Cheese may not be too bad for cholesterol

Doctors and nutritionists have warned those on low- carbohydrate diets against eating animal fats for years. But a new study by Danish researchers says that cheese should not be placed in the same category as butter.

According to the University of Copenhagen study, people who ate daily servings of cheese for six-week intervals had lower LDL cholesterol, the so-called “bad” cholesterol, than when they ate a comparable amount of butter.

The cheese eaters also had the same level of LDL during the experiment than when they ate a normal diet. The group surveyed about 50 people and wrote about their findings in the ‘American Journal of Clinical Nutrition’.

Each person was put on a controlled diet and added a measured amount of cheese or butter daily. Throughout, each participant was compared against his or herself, to follow changes in the body caused by the foods. The researchers gave each person cheese or butter, both made from cows milk, equal to 13 percent of their daily energy consumption from fat, the ‘Daily Mail’ reported.  

During six-week intervals, each person ate the set amount of cheese or butter, separated by a 14-day cleansing period, during which they returned to their normal diet.

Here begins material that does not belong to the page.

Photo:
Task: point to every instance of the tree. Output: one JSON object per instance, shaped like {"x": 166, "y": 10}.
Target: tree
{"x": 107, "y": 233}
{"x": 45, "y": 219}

Then they switched and for six weeks those who ate cheese before, ate butter, while butter eaters in the first phase ate cheese.

Despite eating more fat than had been in their normal diet, the cheese eaters showed no increase in LDL or total cholesterol. While eating butter, however, the same subjects had LDL levels about seven percent higher on average.

While eating cheese, subjects’ HDL or “good” cholesterol dropped slightly compared with when they ate butter, but not compared with their normal eating period.

Julie Hjerpsted and her University of Copenhagen colleagues wrote: “Cheese lowers LDL cholesterol when compared with butter intake of equal fat content and does not increase LDL cholesterol compared with a habitual diet.”